Radikal wollen nun die deutschen Versicherer mit Alkohol am Steuer Schluss machen. "Wir müssen über eine Einbauverpflichtung für alle Neuwagen nachdenken und zwar für die gesamte Europäische Union", sagte Siegfried Brockmann, Leiter der Unfallforschung der Versicherer (UDV) auf dem Verkehrsgerichtstag in Goslar. Nur eine solche Maßnahme für alle würde Alkoholfahrten weitgehend verhindern. "Die Alkolocks könnten so eingestellt werden, dass ab 0,5 Promille ein Losfahren nicht mehr möglich ist", erläuterte Brockmann.

Juristen - Wegfahrsperre für alle ist unverhältnismäßig

Die Alkohol-Wegfahrsperre für alle Neuwagen in Europa geht Christian Funk von der Arbeitsgemeinschaft Verkehrsrecht im Deutschen Anwaltverein (DAV) deutlich zu weit. "Für Privatfahrten ist das vollkommen unverhältnismäßig", stellt er fest. Anders sieht es für Berufskraftfahrer aus. Hier könnte sich der Verkehrsrechtler einen serienmäßigen Einbau vorstellen. Bus- und Lkw-Fahrer hätten eine hohe Verantwortung und könnten betrunken sehr schwere Unfälle verursachen.

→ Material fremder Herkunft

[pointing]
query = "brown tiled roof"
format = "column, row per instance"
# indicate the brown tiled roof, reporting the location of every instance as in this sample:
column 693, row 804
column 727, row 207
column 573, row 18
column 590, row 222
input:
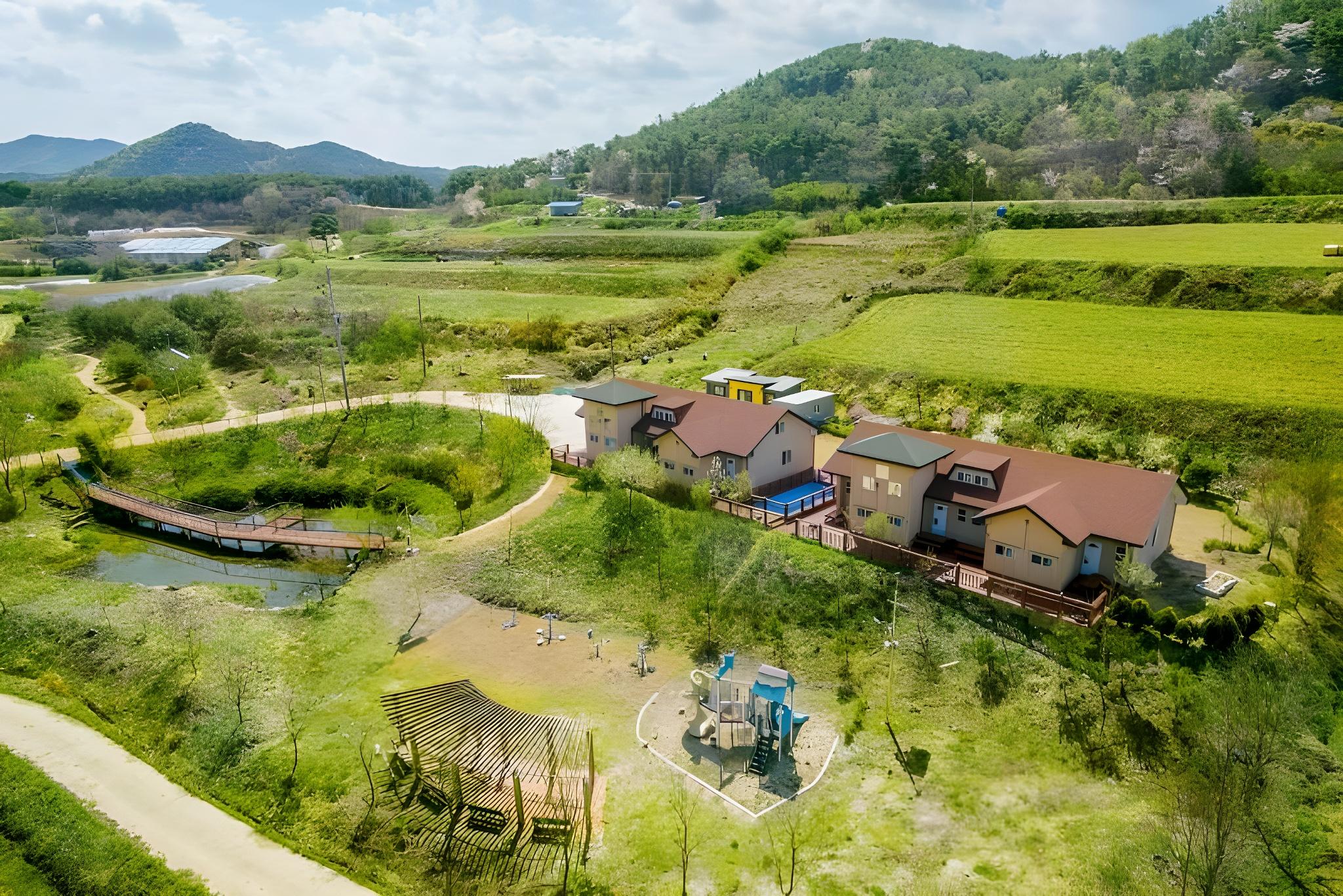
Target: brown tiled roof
column 710, row 423
column 1073, row 496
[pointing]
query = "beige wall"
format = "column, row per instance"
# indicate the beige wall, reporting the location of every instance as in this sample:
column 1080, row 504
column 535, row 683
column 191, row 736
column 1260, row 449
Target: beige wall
column 606, row 421
column 907, row 505
column 965, row 532
column 1025, row 534
column 766, row 463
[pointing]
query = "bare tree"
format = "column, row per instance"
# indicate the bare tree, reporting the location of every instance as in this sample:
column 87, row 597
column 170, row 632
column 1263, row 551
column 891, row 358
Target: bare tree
column 685, row 809
column 789, row 832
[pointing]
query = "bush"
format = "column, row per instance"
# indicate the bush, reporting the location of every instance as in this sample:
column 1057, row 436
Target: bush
column 1186, row 632
column 1221, row 633
column 1165, row 621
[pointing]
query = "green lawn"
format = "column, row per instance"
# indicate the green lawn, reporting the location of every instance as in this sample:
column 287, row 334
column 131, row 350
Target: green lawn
column 1259, row 358
column 1249, row 245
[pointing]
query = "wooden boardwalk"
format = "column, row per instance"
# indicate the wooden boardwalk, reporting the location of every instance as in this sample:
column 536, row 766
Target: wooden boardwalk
column 273, row 532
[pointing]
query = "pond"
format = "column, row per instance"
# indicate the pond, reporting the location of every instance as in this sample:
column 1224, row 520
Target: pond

Die Einführung der Wegfahrsperre nur für Autofahrer, die schon mit Alkohol am Steuer erwischt wurden, ist nach Meinung des UDV wenig effektiv. Juristen und Verkehrspsychologen haben in Goslar vorgeschlagen, Autofahrern nach Trunkenheitsfahrten eine Chance auf eine Resozialisierung am Steuer zu geben. Wer den Führerschein wegen Alkohol verliert, sollt trotz Sperrfrist weiterfahren dürfen, wenn er ein Fahrzeug mit Alkolock nutzt. "Die Sperrzeit nach einer Trunkenheitsfahrt dient rechtlich der Sicherung und Besserung", erläuterte Don DeVol Verkehrspsychologe beim TÜV Thüringen. "Es reicht aber nicht, den Tätern technisch den Hahn für einige Zeit abzudrehen", warnt der Fachmann. Denn Studien aus dem Ausland hätten gezeigt, dass die Fahrer nach dem Ausbau der Alkohol-Wegfahrsperre sich in fast gleichem Umfang wieder beduselt ans Steuer setzen würden. Daher müsse die Technik mit regelmäßigen psychologischen Gesprächen begleitet werden. 90 Prozent würden dann nicht mehr rückfällig.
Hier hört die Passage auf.